Igualmente, na ADI 4.425, o Relator Ministro Ayres Britto, em seu voto, justificou seu argumento de violação ao direito de propriedade na compensação prévia de débitos tributários no regime de pagamento de precatórios, da seguinte forma:

“Isso porque a Fazenda Pública dispõe de outros meios igualmente eficazes para a cobrança de seus créditos tributários e não-tributários. Basta pensar que o crédito, constituído e inscrito em dívida ativa pelo próprio Poder Público, pode imediatamente ser executado, inclusive com a obtenção de penhora de eventual precatório existente em favor do administrado. Sem falar na inclusão do devedor nos cadastros de inadimplentes. A propósito, este Supremo Tribunal Federal tem jurisprudência firme no sentido de vedar o uso, pelo Estado, de meios coercitivos indiretos de cobrança de tributo”.
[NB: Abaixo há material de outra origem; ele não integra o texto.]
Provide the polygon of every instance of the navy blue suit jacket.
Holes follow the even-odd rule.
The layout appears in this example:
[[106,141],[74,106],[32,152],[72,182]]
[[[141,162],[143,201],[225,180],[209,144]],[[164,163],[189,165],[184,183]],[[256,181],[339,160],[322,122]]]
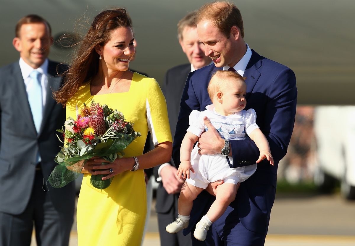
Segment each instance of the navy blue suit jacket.
[[[266,160],[258,164],[255,173],[241,184],[236,199],[230,206],[237,210],[245,228],[266,234],[275,198],[279,161],[286,154],[293,129],[297,91],[296,78],[291,70],[252,52],[244,75],[247,77],[245,110],[255,110],[256,123],[269,141],[275,165]],[[223,68],[217,69],[212,64],[190,73],[187,78],[174,138],[173,158],[177,165],[180,163],[180,146],[189,127],[189,115],[192,110],[203,111],[211,104],[207,87],[212,74],[218,69]],[[260,152],[253,141],[248,138],[230,142],[231,167],[256,163]],[[184,234],[195,226],[214,199],[206,191],[199,195],[194,202],[190,225]],[[221,219],[226,221],[234,219],[223,217]]]

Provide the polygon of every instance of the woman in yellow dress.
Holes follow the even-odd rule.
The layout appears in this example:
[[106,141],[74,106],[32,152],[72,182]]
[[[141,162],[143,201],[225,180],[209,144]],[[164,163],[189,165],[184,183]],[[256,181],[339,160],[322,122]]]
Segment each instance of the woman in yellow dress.
[[[66,105],[67,118],[76,119],[83,104],[94,99],[122,112],[141,134],[125,150],[124,158],[102,166],[108,162],[94,157],[84,166],[77,211],[79,246],[140,245],[147,209],[143,169],[170,159],[171,137],[159,86],[155,80],[128,70],[135,52],[131,24],[124,9],[99,14],[66,83],[55,95]],[[155,148],[142,154],[148,130]],[[90,184],[92,174],[114,178],[108,187],[99,190]]]

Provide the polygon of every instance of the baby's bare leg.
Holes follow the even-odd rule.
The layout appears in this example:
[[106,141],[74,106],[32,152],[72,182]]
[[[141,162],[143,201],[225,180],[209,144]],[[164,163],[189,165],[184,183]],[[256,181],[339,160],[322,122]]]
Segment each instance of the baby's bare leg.
[[185,182],[181,188],[180,196],[179,197],[178,209],[179,214],[185,216],[190,215],[192,209],[193,200],[204,190]]
[[224,183],[218,186],[216,199],[206,214],[211,222],[214,222],[223,214],[228,206],[235,199],[237,190],[237,185],[234,184]]

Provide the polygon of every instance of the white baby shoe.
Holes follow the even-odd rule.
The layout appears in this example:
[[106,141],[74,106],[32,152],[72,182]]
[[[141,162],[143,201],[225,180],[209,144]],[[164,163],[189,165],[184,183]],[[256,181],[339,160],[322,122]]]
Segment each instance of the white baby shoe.
[[165,229],[169,233],[176,233],[186,228],[188,225],[188,221],[185,222],[180,218],[177,218],[174,222],[167,225]]
[[207,231],[209,229],[209,226],[206,223],[200,222],[196,225],[196,229],[193,233],[193,236],[197,240],[204,241],[207,236]]

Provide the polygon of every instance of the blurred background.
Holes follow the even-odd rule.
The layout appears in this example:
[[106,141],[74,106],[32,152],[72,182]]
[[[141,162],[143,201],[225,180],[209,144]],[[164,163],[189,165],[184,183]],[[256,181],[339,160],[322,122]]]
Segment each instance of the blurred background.
[[[138,44],[130,66],[162,83],[168,69],[187,62],[176,24],[208,1],[1,0],[0,66],[18,59],[12,43],[23,16],[36,13],[49,21],[55,40],[49,58],[69,62],[74,51],[69,47],[85,33],[92,18],[118,6],[130,15]],[[251,48],[289,67],[297,78],[295,128],[279,165],[269,233],[355,236],[355,1],[232,1],[242,13]],[[61,39],[64,34],[69,38]],[[154,205],[152,209],[154,217]],[[332,222],[323,222],[330,214]],[[285,224],[288,217],[291,221]],[[147,236],[154,230],[148,229]],[[345,245],[335,241],[329,245]]]

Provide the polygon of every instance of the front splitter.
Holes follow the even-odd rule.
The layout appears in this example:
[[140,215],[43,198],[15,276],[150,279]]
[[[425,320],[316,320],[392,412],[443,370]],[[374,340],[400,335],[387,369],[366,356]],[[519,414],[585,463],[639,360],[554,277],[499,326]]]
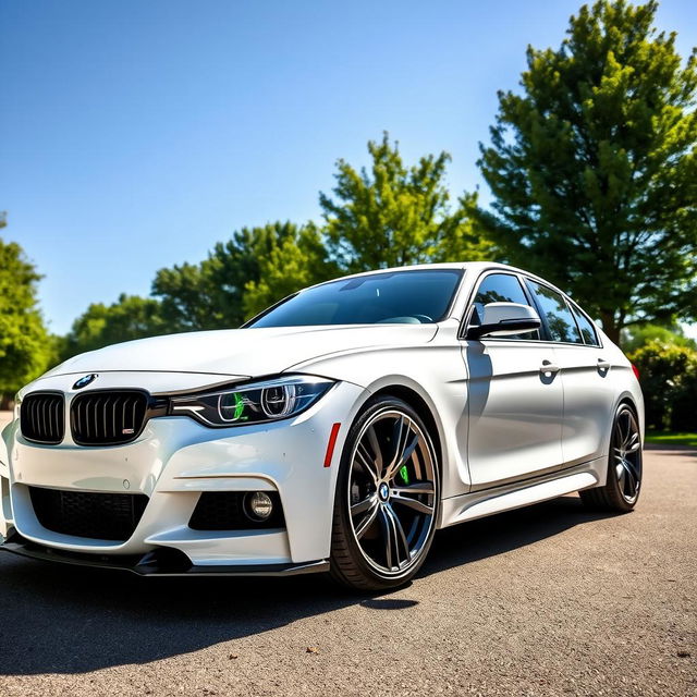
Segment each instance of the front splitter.
[[160,548],[143,555],[85,554],[26,540],[17,533],[0,545],[0,551],[47,562],[129,571],[138,576],[297,576],[329,571],[329,561],[303,564],[192,564],[186,554]]

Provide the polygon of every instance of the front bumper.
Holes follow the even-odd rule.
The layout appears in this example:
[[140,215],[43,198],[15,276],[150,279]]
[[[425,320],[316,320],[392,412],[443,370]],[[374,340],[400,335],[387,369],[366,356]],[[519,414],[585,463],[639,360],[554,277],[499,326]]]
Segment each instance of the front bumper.
[[197,565],[173,549],[158,549],[143,555],[109,555],[68,552],[24,539],[17,533],[0,545],[0,551],[47,562],[60,562],[93,568],[129,571],[138,576],[297,576],[329,571],[329,562],[304,564],[216,564]]
[[[339,460],[364,392],[340,382],[304,414],[259,426],[209,429],[183,416],[154,418],[134,442],[105,448],[75,444],[70,428],[60,445],[37,445],[22,437],[15,420],[3,432],[5,453],[0,449],[0,460],[4,454],[8,461],[0,465],[0,531],[9,536],[3,548],[143,575],[325,571]],[[342,428],[325,467],[335,423]],[[142,493],[148,503],[127,540],[75,537],[39,523],[30,487]],[[191,528],[200,494],[223,491],[278,492],[285,527]]]

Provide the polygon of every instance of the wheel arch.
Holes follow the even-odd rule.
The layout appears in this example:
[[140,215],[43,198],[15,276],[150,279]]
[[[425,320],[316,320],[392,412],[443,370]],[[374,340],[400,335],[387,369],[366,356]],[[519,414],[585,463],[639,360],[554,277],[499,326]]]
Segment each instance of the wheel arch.
[[392,382],[380,387],[378,390],[371,392],[369,401],[379,396],[394,396],[403,402],[406,402],[424,421],[428,430],[428,435],[433,441],[433,448],[436,450],[436,465],[442,476],[444,466],[444,442],[442,439],[442,427],[440,421],[436,418],[435,409],[428,402],[419,394],[414,388],[404,383]]

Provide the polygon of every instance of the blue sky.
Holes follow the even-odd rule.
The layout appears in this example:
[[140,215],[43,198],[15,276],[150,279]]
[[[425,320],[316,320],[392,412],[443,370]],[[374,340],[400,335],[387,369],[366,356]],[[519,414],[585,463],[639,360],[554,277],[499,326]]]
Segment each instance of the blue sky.
[[[0,210],[68,331],[90,302],[147,294],[242,225],[318,219],[334,161],[383,130],[448,150],[480,185],[497,89],[557,47],[567,0],[0,0]],[[658,26],[697,45],[694,0]]]

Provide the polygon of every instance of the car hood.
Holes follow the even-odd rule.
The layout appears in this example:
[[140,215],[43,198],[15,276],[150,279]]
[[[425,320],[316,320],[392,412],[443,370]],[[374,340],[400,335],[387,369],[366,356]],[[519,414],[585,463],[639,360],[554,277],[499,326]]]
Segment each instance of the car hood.
[[107,372],[200,372],[256,377],[331,354],[431,341],[437,325],[359,325],[199,331],[140,339],[65,360],[44,377]]

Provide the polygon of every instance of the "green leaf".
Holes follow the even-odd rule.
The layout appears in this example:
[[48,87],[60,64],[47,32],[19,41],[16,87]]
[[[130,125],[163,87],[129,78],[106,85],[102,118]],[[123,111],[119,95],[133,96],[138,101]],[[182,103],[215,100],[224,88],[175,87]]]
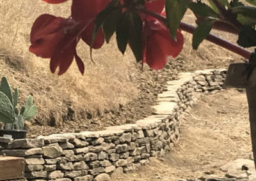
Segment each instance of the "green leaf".
[[256,46],[256,31],[250,26],[243,26],[237,43],[244,48]]
[[24,120],[29,120],[35,115],[36,112],[37,107],[35,105],[33,105],[28,110],[25,110],[23,114]]
[[243,25],[253,26],[256,24],[256,18],[244,16],[241,14],[237,15],[237,20]]
[[191,3],[189,8],[194,13],[203,17],[218,17],[218,15],[212,8],[201,2]]
[[249,3],[253,6],[256,6],[256,0],[245,0],[247,3]]
[[13,107],[7,96],[0,92],[0,121],[12,123],[15,120]]
[[4,93],[5,95],[9,98],[10,101],[13,103],[12,93],[11,90],[11,87],[7,81],[5,76],[2,77],[0,85],[0,91]]
[[94,21],[94,28],[92,35],[92,42],[91,46],[90,48],[90,54],[92,59],[92,47],[94,43],[94,41],[95,40],[95,38],[99,30],[99,29],[102,27],[104,22],[108,17],[108,16],[113,11],[116,10],[116,4],[119,3],[118,1],[111,1],[108,6],[101,11],[96,17],[95,20]]
[[137,13],[129,15],[129,42],[137,62],[142,60],[142,21]]
[[244,16],[256,18],[256,8],[252,6],[236,6],[231,8],[231,11],[235,14],[242,14]]
[[229,4],[229,3],[228,0],[217,0],[219,1],[222,5],[226,6],[228,8],[230,8],[230,4]]
[[119,50],[124,54],[129,41],[129,15],[125,11],[116,27],[116,41]]
[[208,0],[209,3],[212,7],[212,10],[217,13],[220,14],[219,10],[218,10],[217,6],[213,3],[212,0]]
[[19,90],[18,88],[16,88],[14,90],[14,94],[13,94],[13,108],[15,108],[18,105],[18,101],[19,101]]
[[103,25],[103,33],[107,43],[109,43],[110,38],[116,31],[117,24],[122,17],[122,10],[117,9],[112,12],[106,18]]
[[166,12],[167,27],[170,29],[172,37],[176,40],[177,30],[183,18],[189,0],[166,0],[165,11]]
[[214,22],[214,20],[205,20],[198,25],[193,34],[193,48],[197,50],[199,45],[210,33]]

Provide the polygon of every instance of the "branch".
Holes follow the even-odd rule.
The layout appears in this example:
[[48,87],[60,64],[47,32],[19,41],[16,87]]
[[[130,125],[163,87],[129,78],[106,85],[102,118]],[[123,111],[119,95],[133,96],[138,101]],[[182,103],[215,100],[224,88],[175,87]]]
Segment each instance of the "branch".
[[[146,9],[137,9],[136,10],[142,13],[152,16],[166,24],[166,17],[164,16],[163,16],[154,11],[148,11]],[[186,32],[193,34],[195,29],[196,29],[196,27],[181,22],[180,23],[179,28]],[[234,52],[248,60],[250,59],[252,52],[241,48],[239,46],[236,45],[234,43],[225,40],[211,33],[206,37],[205,40],[221,47],[223,47],[232,52]]]

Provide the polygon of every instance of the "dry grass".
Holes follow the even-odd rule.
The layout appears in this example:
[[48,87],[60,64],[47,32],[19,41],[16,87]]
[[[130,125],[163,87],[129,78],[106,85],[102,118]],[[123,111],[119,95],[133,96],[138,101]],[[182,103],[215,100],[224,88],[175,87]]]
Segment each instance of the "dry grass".
[[93,52],[96,64],[89,58],[88,47],[79,43],[79,53],[86,66],[84,76],[76,63],[64,75],[53,75],[49,59],[29,52],[29,34],[35,18],[46,13],[68,17],[70,5],[70,2],[51,5],[40,0],[0,1],[0,76],[7,76],[11,85],[20,88],[23,101],[29,94],[34,95],[38,120],[48,120],[51,114],[61,123],[70,103],[77,112],[102,111],[137,96],[135,83],[129,80],[136,73],[133,57],[113,51],[114,41]]
[[[39,124],[45,124],[51,116],[61,124],[68,106],[77,112],[102,111],[125,104],[138,96],[136,83],[130,78],[137,72],[133,55],[128,51],[122,56],[114,41],[94,50],[96,64],[90,60],[88,47],[79,44],[79,54],[86,66],[84,76],[80,75],[76,63],[64,75],[53,75],[49,71],[49,59],[36,57],[29,52],[29,34],[36,18],[42,13],[67,17],[70,4],[70,1],[61,5],[51,5],[41,0],[0,1],[0,59],[3,59],[0,76],[7,76],[11,85],[20,88],[22,101],[29,94],[34,95]],[[193,21],[191,12],[184,20]],[[223,68],[230,62],[243,60],[207,41],[195,51],[191,45],[191,36],[184,34],[186,43],[177,59],[184,60],[187,70]],[[220,35],[233,41],[236,38]]]

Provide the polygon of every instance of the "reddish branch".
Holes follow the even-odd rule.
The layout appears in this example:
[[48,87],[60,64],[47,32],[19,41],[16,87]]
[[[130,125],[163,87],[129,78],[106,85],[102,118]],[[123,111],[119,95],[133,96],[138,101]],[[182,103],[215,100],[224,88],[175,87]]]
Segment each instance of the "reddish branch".
[[[164,24],[166,24],[166,17],[164,16],[163,16],[161,15],[159,15],[159,14],[156,13],[153,11],[148,11],[146,9],[137,9],[137,11],[140,11],[141,13],[145,13],[146,15],[150,15],[153,17],[155,17],[156,18],[158,19],[159,20],[163,22]],[[196,29],[196,27],[189,25],[189,24],[188,24],[184,22],[180,22],[179,28],[186,32],[193,34],[195,29]],[[232,43],[227,40],[223,40],[216,35],[211,34],[211,33],[206,37],[205,40],[207,40],[213,43],[215,43],[221,47],[223,47],[231,52],[237,54],[238,55],[243,57],[244,58],[245,58],[248,60],[250,59],[252,52],[241,48],[239,46],[237,46],[237,45],[236,45],[234,43]]]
Sendo assim, diante de todo o exposto, evidente que se o STF seguir a tendência já exarada pelo STJ e criminalizar o não pagamento de ICMS próprio já declarado pelo contribuinte, além da clara violação de direitos humanos e a patente desproporcionalidade, bem como a ausência de necessidade de aplicação da pena defendida pela PGR, tal decisão poderia ensejar em um aumento da sonegação fiscal. O que, consequentemente, resultaria em uma maior dificuldade de fiscalização pelo fisco, vez que o contribuinte, receoso em não possuir condições para pagar o ICMS declarado e, em razão disso, se ver privado de sua liberdade, provavelmente prosseguiria na omissão/não declaração de fatos geradores da tributação.

Desta forma, verifica-se a notoriedade e relevância de tal julgamento na atual conjuntura normativa e jurisprudencial, tanto para os contribuintes, quanto para o próprio fisco, que necessariamente terá que fiscalizar de forma efetiva todas as operações passíveis de tributação pelo ICMS próprio, para que não ocorram com frequência operações que escapem à tributação, cujos créditos possam ser, inclusive, atingidos pela prescrição ou decadência tributárias.

Por fim, necessário salientar que a criminalização de tal conduta dos contribuintes, se declarada pelo STF, por se tratar da criação de precedente, poderá gerar grande mácula à segurança jurídica e, em último caso, ocasionar a criminalização de diversas outras condutas antijurídicas por parte dos contribuintes, como o não cumprimento de qualquer obrigação tributária principal – a exemplo do atraso no pagamento de tributo – ou qualquer obrigação tributária acessória.